External mechanical-chemical stimuli, received through integrin-dependent mechanisms transmitted to the cell, create a cascade of events that determine the fate and purpose of the cell. Analysing the cell cycle, it was observed that the population in G0/G1 phase decreased only in the case of HepG2 cells. Furthermore, mcm2 and pcna gene analysis confirmed a decrease in cell population in G1 and S phases, respectively. Our research and Wang et al. showed that overexpression of the α5 subunit inhibits the proliferation and invasiveness of cancer cells . The reason for this phenomenon could be the mechanism we observed via integrins and adhesion components passed on to the cell.

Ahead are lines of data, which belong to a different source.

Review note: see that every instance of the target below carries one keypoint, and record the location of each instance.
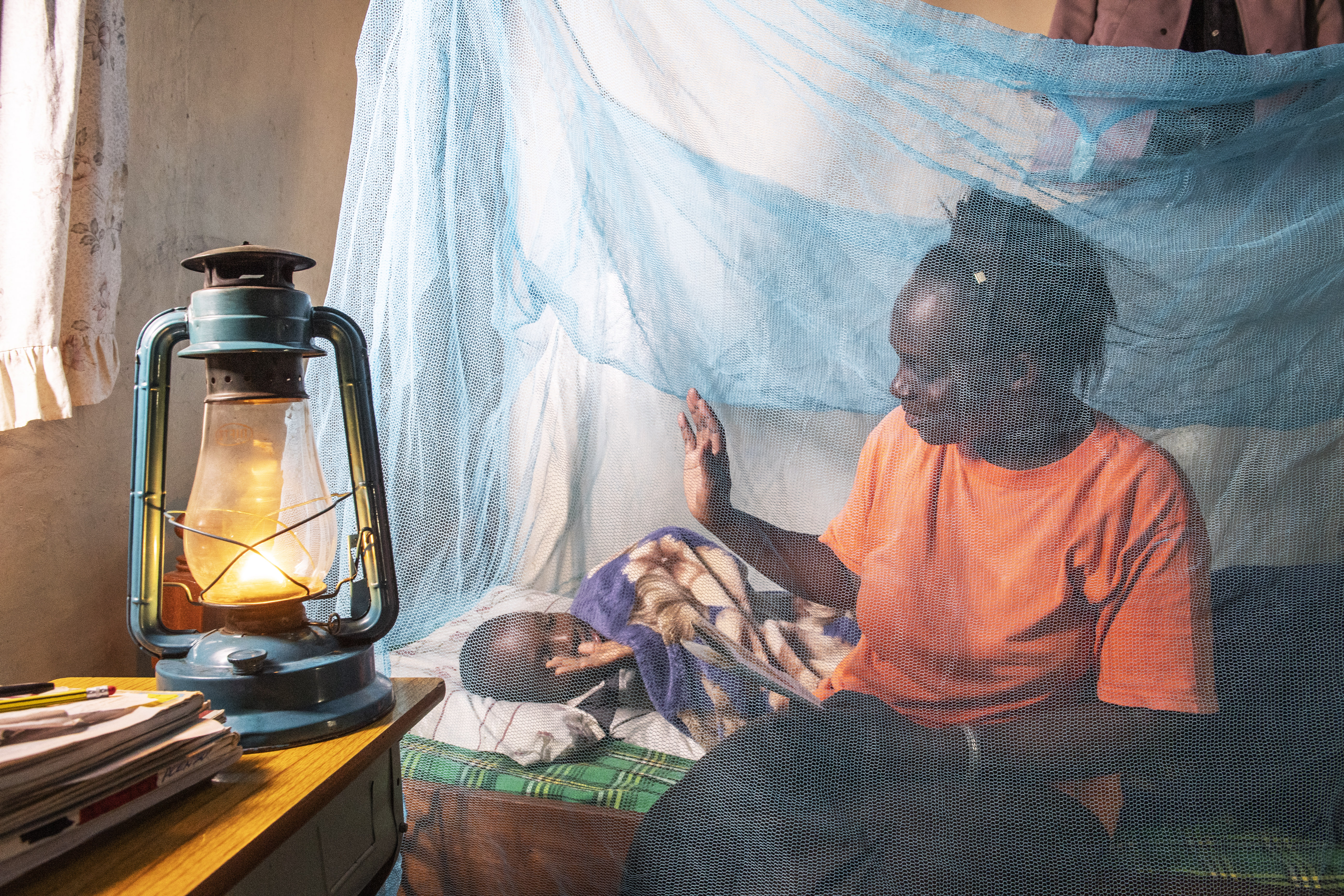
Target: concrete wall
(241, 120)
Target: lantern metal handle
(366, 473)
(150, 432)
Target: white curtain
(64, 120)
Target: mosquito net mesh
(561, 217)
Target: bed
(538, 800)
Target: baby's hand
(592, 655)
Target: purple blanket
(650, 598)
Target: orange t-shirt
(986, 592)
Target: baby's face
(534, 640)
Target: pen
(56, 699)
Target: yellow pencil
(56, 699)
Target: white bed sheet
(527, 733)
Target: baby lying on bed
(636, 610)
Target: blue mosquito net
(560, 217)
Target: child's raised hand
(705, 472)
(592, 655)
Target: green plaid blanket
(620, 776)
(612, 773)
(1230, 851)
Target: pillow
(526, 733)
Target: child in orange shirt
(1031, 584)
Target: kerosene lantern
(259, 530)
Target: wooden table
(209, 839)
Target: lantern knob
(246, 663)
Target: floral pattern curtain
(64, 121)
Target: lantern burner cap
(249, 265)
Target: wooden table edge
(398, 721)
(234, 868)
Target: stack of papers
(69, 772)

The results obtained indicate activating Mek/Erk, PI3K/Akt, and the small GTPase Rac pathways which are involved in the synthesis of cyclins (D1 and E) and the transition of cells from the G1 phase to the S phase by integrin signalling and physical interaction of integrins with growth factors and growth factor receptors (EGFR and VEGFR). Therefore, proper cell adhesion overcame the first proliferation checkpoint . In most human cancers, the G0/G1 checkpoint does not completely stop the cell cycle as opposed to G2/M . In the present work, the use of two factors (nfGO + CELE) increased the population of HepG2 and C3A cells in the G2/M phase, thus preventing cells with damaged DNA from entering the M phase and allowing damage repair . Ultimately, the total population of HepG2 cells in the active phase of the cell cycle was increased, in particular in G2/M phase, which confirms the increase in the ki67 gene expression. Moreover, many extract proteins (including nitrilase 2 (NIT2), DNA-binding protein 43 (TARDBP) and dynein light chain) adsorbed on nfGO or available in the medium may have been involved in arresting the cell cycle in the G2/M phase [65, 70, 71]. Our results and Jabaily et al. confirm that liver extract was a universal source of missing proteins, and in the future, it may modulate the proliferation of various cell lines including bone marrow and muscle cells . The final and fundamental evidence of the loss of HepG2 cell invasiveness is a reduction of proliferation in the BrdU test of more than 40% compared to the control, which was not observed in non-cancerous cells.
All of these data indicate that graphene oxide and a cocktail of proteins that formed the dynamically changing proteome of the cell environment, migrating in the culture medium to the GO plane and the cell and therefore available multilevel (as a source of ligands and other proteins and as a modulator of the chemical characteristics of the GO surface), may have therapeutic effects on HepG2 liver cancer. ECM-therapy may have the effect of supporting traditional treatment, especially since degraded ECM characteristic for tumours becomes a pro-tumour factor and in any case hinders treatment.